-13-

1.4K 75 151
                                    

Medya: Efna ve Behnan.

"Ruhu çok ağrıyordu, her zaman gülüyor olmuş olsa bile.."


&

Günlerden perşembeydi. Behnan Şahmaranoğlu'nun hasta olduğu gece sonrası, sabah uyandığımda onu görememiştim. Aynı günün gecesi yine gelmemişti ve böylece iyileştiğini anlamıştım. İyileşince odaya gelme gereği duymamıştı çünkü bunu dün gece gelmemesiyle farketmiştim.

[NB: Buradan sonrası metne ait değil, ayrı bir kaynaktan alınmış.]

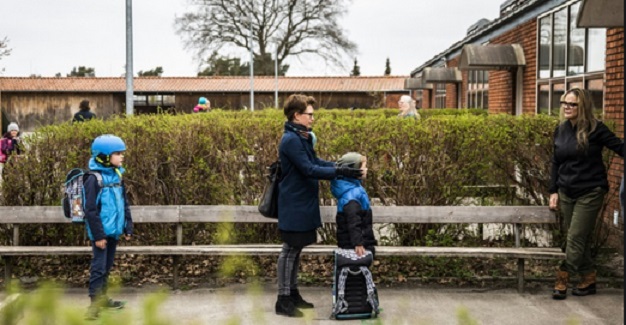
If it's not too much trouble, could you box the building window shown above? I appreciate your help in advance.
[434,83,446,108]
[133,95,176,107]
[537,1,606,115]
[467,70,489,109]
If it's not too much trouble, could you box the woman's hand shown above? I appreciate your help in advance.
[550,193,559,211]
[96,239,107,249]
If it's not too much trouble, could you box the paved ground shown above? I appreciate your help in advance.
[2,285,624,325]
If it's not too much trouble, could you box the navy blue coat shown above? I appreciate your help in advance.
[278,122,337,232]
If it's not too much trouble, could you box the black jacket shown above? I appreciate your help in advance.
[549,121,624,199]
[72,111,96,122]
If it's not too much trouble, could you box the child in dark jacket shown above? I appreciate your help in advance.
[83,134,133,319]
[330,152,377,256]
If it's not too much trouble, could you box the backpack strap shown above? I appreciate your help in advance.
[86,170,104,188]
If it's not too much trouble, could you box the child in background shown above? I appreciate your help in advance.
[84,134,133,320]
[330,152,377,256]
[193,97,211,113]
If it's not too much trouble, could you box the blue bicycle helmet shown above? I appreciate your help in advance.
[91,134,126,157]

Bergüzar Hanım bugünü temizlik günü ilan etmiştik ve canımızı çıkarırcasına temizlik yaptırıyordu.

"Efna oraları iyice ovmamışsın görüyorum! Sanırım yine odaya kilitlenmek ve aç kalmak istiyorsun?" Tehtidleri beni zerre korkutmuyordu.

"Yapıyorum Bergüzar Hanım."

"Aferin. İyice temizleyin buraları. Bittiğini göreyim de gitmem lazım."

"Nereye anne?" Diyen Heval'in sorusunu cevaplayan Bergüzar Hanım, aynı zamanda bana imayla bakıyordu.

"Hayırlı bir iş için, bir yakınımızı ziyarete."

"Ne o Bergüzar yenge, yoksa Rezzan için kız istememi var?"

"Kim için olduğunu göreceğiz kızım. Neyse siz temizleyin buraları. Geldiğimde kontrol edeceğim." Aklıma birşeyler geliyordu fakat bu kadarını yapacağına ihtimal vermiyordum. Bu yüzden bu düşünceleri zihnimden def ettim.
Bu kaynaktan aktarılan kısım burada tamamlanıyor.